Abbiamo parlato, nelle scorse puntate, delle analogie tra le “tre fiere” dell’Inferno e le “quattro bestie” rappresentate nel libro di Daniele, dicendo che la derivazione delle prime dalle seconde, sul piano figurativo, è evidente, mentre i significati sono certamente da considerarsi diversi. Ma quelli rappresentati in Daniele non sono propriamente dei “sogni”, quanto delle “visioni notturne”, presumibilmente in stato di veglia, o, perlomeno, di semi-coscienza. Certamente dei sogni, invece, sono quelli di Giuseppe e del Faraone, narrati nel libro della Genesi, e la loro importanza, com’è noto, è assolutamente cruciale nella storia di Israele. Senza la sua capacità di interpretare i sogni, Giuseppe non sarebbe stato liberato, non avrebbe potuto accogliere, perdonare e salvare i suoi fratelli, e assicurare così un futuro al suo popolo.
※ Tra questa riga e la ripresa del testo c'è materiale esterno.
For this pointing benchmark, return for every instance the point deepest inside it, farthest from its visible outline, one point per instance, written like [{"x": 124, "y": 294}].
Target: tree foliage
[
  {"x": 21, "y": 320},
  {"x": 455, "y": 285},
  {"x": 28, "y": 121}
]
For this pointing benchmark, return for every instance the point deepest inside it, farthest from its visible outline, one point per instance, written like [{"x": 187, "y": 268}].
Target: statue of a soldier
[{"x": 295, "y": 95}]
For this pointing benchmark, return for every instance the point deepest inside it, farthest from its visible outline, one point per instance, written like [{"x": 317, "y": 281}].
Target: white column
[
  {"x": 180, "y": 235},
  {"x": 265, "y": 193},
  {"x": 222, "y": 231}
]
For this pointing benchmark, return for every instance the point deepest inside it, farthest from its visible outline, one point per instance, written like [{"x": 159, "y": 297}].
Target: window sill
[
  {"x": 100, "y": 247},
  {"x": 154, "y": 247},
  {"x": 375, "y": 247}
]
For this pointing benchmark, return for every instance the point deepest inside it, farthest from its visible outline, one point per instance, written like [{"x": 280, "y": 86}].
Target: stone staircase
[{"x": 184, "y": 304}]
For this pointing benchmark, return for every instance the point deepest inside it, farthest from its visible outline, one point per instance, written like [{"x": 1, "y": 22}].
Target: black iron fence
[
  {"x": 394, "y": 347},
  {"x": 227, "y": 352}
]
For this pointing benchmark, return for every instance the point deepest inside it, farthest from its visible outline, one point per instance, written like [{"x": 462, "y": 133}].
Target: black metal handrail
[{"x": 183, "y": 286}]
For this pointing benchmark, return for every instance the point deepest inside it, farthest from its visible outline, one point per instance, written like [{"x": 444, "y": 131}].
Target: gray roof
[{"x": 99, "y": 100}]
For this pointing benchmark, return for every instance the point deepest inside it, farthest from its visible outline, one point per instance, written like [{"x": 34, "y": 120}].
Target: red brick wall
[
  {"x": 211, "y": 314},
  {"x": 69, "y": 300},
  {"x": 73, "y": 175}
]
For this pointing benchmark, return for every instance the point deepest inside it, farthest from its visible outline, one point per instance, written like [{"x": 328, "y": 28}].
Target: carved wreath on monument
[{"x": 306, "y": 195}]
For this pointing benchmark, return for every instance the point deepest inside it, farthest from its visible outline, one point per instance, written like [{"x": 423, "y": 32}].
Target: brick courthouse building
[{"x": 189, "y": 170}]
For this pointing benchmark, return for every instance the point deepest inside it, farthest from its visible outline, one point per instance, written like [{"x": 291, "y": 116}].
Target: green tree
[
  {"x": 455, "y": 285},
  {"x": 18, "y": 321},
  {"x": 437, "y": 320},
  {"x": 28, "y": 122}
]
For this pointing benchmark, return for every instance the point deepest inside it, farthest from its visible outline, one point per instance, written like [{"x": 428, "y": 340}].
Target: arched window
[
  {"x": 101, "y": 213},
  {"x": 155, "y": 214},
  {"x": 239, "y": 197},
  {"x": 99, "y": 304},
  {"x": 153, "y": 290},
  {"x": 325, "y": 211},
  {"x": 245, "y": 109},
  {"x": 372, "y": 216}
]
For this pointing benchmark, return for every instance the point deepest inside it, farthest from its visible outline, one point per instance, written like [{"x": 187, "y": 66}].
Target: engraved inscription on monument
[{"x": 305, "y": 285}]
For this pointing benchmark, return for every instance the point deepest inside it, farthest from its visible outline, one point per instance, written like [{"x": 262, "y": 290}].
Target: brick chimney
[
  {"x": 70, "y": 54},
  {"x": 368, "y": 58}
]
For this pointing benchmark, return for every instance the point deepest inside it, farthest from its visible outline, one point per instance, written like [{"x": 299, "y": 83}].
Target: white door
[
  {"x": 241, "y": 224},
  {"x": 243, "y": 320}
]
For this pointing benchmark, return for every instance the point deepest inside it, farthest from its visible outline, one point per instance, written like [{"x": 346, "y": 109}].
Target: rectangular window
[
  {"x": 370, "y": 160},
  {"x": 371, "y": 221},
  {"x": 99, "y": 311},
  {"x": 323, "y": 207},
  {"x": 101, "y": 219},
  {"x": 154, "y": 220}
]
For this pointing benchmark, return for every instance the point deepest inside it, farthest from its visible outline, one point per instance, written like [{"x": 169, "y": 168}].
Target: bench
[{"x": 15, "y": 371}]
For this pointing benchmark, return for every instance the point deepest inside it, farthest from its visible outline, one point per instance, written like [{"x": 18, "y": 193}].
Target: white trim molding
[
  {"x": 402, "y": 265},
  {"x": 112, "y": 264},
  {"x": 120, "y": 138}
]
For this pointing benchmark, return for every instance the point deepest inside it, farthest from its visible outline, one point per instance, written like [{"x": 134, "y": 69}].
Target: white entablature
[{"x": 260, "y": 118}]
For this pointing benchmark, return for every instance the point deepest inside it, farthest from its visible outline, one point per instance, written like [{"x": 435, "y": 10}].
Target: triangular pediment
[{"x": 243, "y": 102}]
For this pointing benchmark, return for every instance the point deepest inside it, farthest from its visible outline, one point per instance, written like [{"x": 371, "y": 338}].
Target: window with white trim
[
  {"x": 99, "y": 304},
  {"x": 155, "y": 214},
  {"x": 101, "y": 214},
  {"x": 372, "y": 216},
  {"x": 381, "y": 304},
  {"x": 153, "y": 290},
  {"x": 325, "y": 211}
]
Si può dire che Giuseppe è un anticipatore di Mosè, ma, mentre al secondo il Signore fece ascoltare direttamente la sua voce, al primo parla solo in un modo velato, attraverso dei sogni, perché non era ancora arrivato il momento della sua Rivelazione, che sarebbe avvenuta solo in seguito, sul Monte Sinai. Così come è in un sogno che Giacobbe vede la famosa scala che dalla terra porta al cielo, sulla quale salgono e scendono gli angeli (Gen. 28. 10-22). Un’immagine che certamente Dante ha avuto presente per la costruzione fantastica del suo viaggio, che conduce anch’esso dalla terra al cielo. Si può dunque dire che l’intero tragitto del poeta sia, anch’esso, un sogno, come quelli di Giuseppe e Giacobbe? O, magari, una visione, come quella di Daniele?
Cicerone, nel De divinatione, critica coloro che credono di scorgere dei messaggi divini nei sogni, affermando che nessuna visione apparsa nel sonno possa ritenersi proveniente dalla volontà degli dèi (2. 124-126). Ciò che noi vediamo da svegli, argomenta il retore, ci appare in modo chiaro e nitido, mentre quello che vediamo in sogno ci si rivela in forme oscure e confuse. Se gli dèi avessero voluto davvero aiutarci, mandandoci dei messaggi e dei segnali, non avrebbero fatto meglio a inviarceli quando siamo svegli, e siamo in grado di meglio comprenderli? I sogni, perciò, non sono messaggi divini. Un’argomentazione, come si vede, non priva di logica, anche se freddamente razionalistica, che, applicata al poema dantesco, porterebbe a escludere l’idea del viaggio di Dante come un sogno. E, in effetti, ritengo che tale viaggio non possa essere paragonato a un sogno, né a una mera visione, ma non per le considerazioni di Cicerone. Nei sogni e nelle visioni, infatti, chi li vive o li riceve lo fa passivamente, semplicemente raccogliendo un messaggio che appare inviato da altri (siano essi gli dèi, gli spiriti dei defunti, il Dio unico, il subconscio o altro ancora). Non prende decisioni, non esercita una volontà, non dà giudizi, anche quando appare protagonista della scena. È solo uno spettatore, un recettore passivo. Dante, invece, è sempre un personaggio attivo, prende iniziative, sceglie chi interrogare e quali domande fare, elabora da solo, in piena autonomia, i giudizi morali su ciò di cui viene a conoscenza. Non si limita a ricevere un messaggio, ne manda anche, e tantissimi.
Bisogna ritenere, pertanto, che egli, dentro la selva oscura, si sia svegliato dal sonno che lo avvolgeva quando vi era entrato. Il suo è un viaggio fantastico, ma compiuto da una persona sveglia, perfettamente lucida, vigile e cosciente.